A few years ago a friend of mine said this was the golden age of television. He was one of the most well read people I know. He said he spends a lot less time reading and a lot more time watching television. I was stunned to hear that. How could it be? The answer is he was right.
In the last 10 years or more, television has grown up. There is a lot of good television out there. One of the series that is among the best is Homeland. I look forward to each season with great anticipation. Now they have announced the current season, the eighth, will be its last. What a dreadful pity. But all good things come to an end. It is a greater pity when good shows run out of gas. It is pitiful to see shows lose their creative vigour and go through the motions. Well that does not happen in Season 8 of this series.
Along with The Wire, this is one of my all time favourite television series. TV as good as it gets. It has only sporadic physical action, unlike most thrillers. The thrills are cerebral. It shows that thinking is action! Thinking is exciting.
What I really like about this series involving intelligence officers from many different countries is that none of them have all the answers. Though some claim to. The series hinges on intelligence in both senses of that term. Intelligence gathering and intelligent people. Fighting mainly with their wits. That is the action adventure. Not car chases, knock down fights, or shoot-em ups. These are intelligent men and women not super heroes. Much more interesting than that.
The background for Season 8 is very real. It is actually what happened. The Americans and the Taliban try to negotiate a peace agreement to end the war in Afghanistan after 18 years. This is precisely what happened until Trump pulled the plug on those negotiations because he got mad at the Taliban. So the war continues.

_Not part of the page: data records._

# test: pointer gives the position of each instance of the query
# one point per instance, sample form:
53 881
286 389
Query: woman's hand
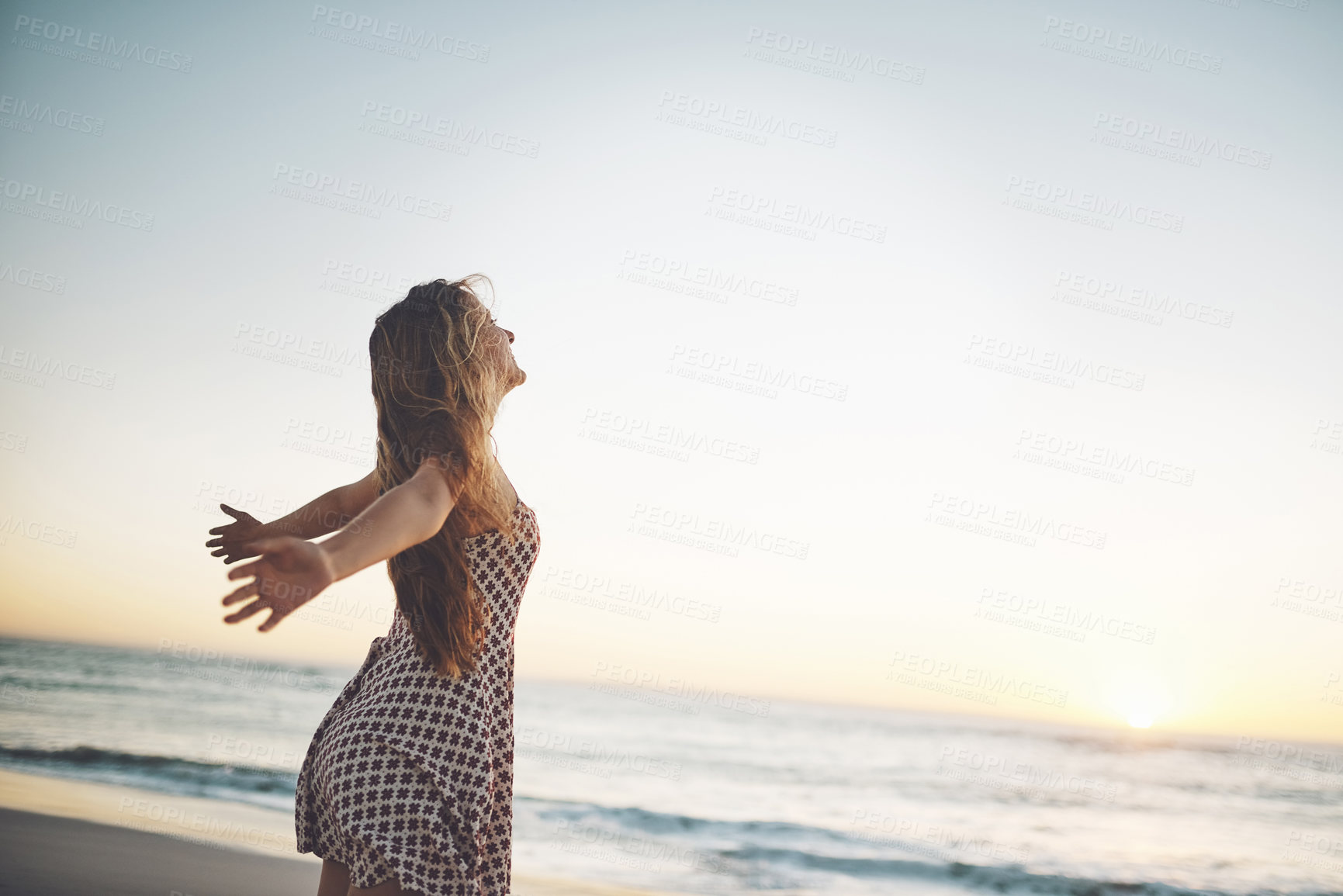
235 535
289 574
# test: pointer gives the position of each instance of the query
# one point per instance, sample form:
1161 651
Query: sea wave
257 785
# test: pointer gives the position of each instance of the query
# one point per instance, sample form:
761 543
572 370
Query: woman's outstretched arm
320 516
290 571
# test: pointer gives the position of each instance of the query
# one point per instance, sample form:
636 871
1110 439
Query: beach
632 789
77 839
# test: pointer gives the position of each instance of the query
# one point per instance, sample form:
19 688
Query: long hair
437 385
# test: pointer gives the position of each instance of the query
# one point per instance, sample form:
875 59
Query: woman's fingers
275 615
250 611
251 569
249 590
262 545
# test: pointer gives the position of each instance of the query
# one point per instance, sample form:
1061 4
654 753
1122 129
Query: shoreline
69 837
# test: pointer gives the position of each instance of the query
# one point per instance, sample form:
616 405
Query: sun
1139 696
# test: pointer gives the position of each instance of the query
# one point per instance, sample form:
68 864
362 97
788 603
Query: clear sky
961 356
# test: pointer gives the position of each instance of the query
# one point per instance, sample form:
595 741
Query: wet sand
66 837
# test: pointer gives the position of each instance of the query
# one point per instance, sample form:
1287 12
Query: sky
947 356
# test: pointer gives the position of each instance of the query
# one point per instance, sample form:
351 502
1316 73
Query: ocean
694 793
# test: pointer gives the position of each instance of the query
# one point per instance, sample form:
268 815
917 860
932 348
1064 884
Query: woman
409 782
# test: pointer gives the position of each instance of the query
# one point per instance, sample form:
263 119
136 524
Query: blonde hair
437 386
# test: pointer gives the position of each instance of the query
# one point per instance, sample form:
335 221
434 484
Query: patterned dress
410 774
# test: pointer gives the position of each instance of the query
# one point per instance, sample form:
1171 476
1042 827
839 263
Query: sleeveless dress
410 774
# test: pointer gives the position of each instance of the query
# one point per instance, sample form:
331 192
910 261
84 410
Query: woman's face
500 343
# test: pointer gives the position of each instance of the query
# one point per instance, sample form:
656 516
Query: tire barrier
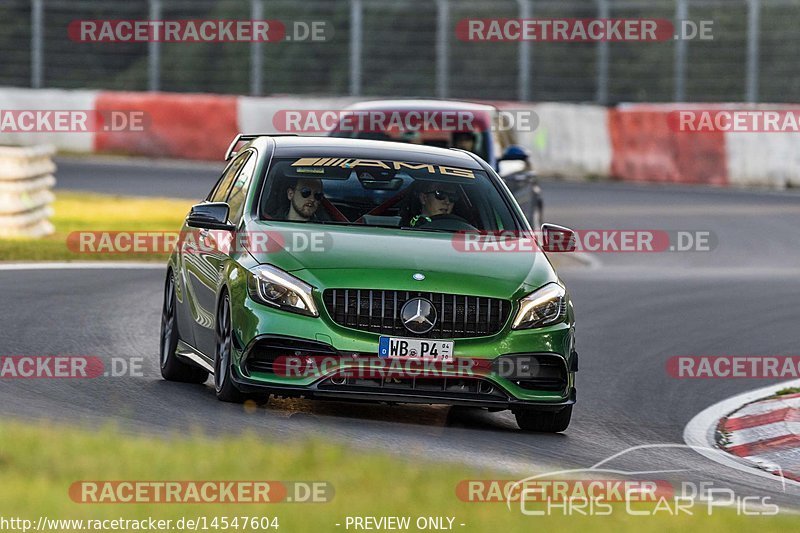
26 180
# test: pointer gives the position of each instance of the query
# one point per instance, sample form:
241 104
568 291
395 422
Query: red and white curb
766 432
759 433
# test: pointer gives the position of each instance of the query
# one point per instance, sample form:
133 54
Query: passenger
435 199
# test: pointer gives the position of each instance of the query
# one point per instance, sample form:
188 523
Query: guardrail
26 180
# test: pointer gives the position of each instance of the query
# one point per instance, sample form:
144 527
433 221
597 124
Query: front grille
378 311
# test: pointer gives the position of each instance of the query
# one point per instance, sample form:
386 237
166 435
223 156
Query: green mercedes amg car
362 270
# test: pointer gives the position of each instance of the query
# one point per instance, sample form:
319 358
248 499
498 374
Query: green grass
97 212
38 463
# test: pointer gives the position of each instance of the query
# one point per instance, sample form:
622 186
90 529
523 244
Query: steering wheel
449 222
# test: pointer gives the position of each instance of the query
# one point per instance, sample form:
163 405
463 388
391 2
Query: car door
216 249
196 250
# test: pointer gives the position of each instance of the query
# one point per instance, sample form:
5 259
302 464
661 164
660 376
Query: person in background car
464 141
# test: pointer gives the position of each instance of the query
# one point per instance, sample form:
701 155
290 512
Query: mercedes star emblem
418 315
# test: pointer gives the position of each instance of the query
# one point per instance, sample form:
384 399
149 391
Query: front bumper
320 337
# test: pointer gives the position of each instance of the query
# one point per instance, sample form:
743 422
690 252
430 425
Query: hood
332 256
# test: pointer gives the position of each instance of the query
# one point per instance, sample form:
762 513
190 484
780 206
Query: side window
238 193
224 185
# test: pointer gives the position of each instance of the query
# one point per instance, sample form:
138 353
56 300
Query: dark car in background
484 136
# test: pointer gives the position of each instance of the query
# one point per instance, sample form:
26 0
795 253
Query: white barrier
26 180
571 141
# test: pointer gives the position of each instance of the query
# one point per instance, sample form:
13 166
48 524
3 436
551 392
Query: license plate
390 347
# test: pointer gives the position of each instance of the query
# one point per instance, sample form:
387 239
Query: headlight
272 286
542 307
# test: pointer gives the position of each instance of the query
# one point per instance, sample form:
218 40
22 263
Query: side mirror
213 215
514 153
558 239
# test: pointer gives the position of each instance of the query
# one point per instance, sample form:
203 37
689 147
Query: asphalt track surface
634 312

In the TV series, Saul Berenson, the current Security Advisor to the American President, is trying to negotiate that messy peace agreement and he makes comment that rings home. In Episode 1 he says, “This war has lasted 18 years, cost trillions of dollars, and resulted in nearly 2,000 American soldiers dying.” Of course even more Afghans died but no one seems to care about that. Actually Saul does care. He leaves us thinking (and that is the key—thinking) for what end?
In the final season, the Americans eavesdrop on a conversation between a Taliban leader and his son who can stand up to him. The leader says, “We don’t want to end this war; we’re winning.” Saul, who overhears this, says to his associate, “That’s what we said for 18 years.”
In the series, Saul has been involved in these wars of the Middle East for decades. He knows the cost. He is weary of war. He wants the killing to end. As a result Saul sends a personal letter to a Taliban leader he personally knows and with whom he once fought on the same side. This is what it says:
“It seems like a lifetime since you and I met in the mountains. Then we fought on the same side. Now we fight as enemies using every weapon we have. Drones, suicide bombers. Killing families. Children. We are like two madmen hands around each other’s throats, unable to let go, spilling each other’s blood and treasure for 18 years. No one can win such a war. I’ve come to believe that and I think in your heart you believe that too. So I invite you to come talk to me face to face, because you and I know it is only the men with guns who can make peace. Let’s meet without guns, drones, or guards. It’s time to stop sending our young men and women to die.”
Wise words from a war-weary veteran. But of course, they must battle the extremists. They are everywhere.
All sides (there are always more than 2 in these stories) have extremists that must be controlled by intelligence. Again in both senses. It is much easier to start a war than end one. Why do extremists always seem so strong and moderates so namby-pamby? Those thirsting for revenge seem so smart, but are so far from truth. Haqqani an Afghan and Saul have a conversation:
Saul: “You’re innocent (of murdering 2 Presidents)
Haqqani: After 40 years of war no one is innocent.
Carrie Matheson is the disturbed protagonist, an American spy. Constantly fighting her own mental problems trying to balance her duty to her daughter (she is a single mom with a young daughter) and her duty to her country. One has to give. It is an uncomfortable dilemma. She is an incredibly fierce defender of her country, and her daughter at great personal risk to herself. For those goals she takes insane chances and makes insane choices.
Both Saul and Carrie have impossible choices to make. Can one betray the other to save the country? Or give up a hidden spy?
This series has the colour of truth. But it is a murky truth. There is ample corruption and chicanery on all sides. No one has a monopoly on morality or fault. There are good people and bad people but never entirely good or bad. They are seeking each other out in a world of desperation. Often truth and heaven are found in the most unlikely of places.
Evgeny the Russian spy is smart. He tells his American counterpart, “every time the Americans bomb a bunch of civilians it’s an opportunity for us. We help them rebuild.”
The American protagonists also must navigate their way through that dark world where truth is hidden and morality is as camouflaged as the soldiers. As Carries says, “I will never betray my country. I won’t do that. But between the black and white there is a lot of gray.” That is the way it is. It’s complicated. Simple answers wont’ do. Ideology cannot cut it. Intelligence is what is needed, but hard to find.
One of the finest TV series is over. I loved this series. I will miss it a lot.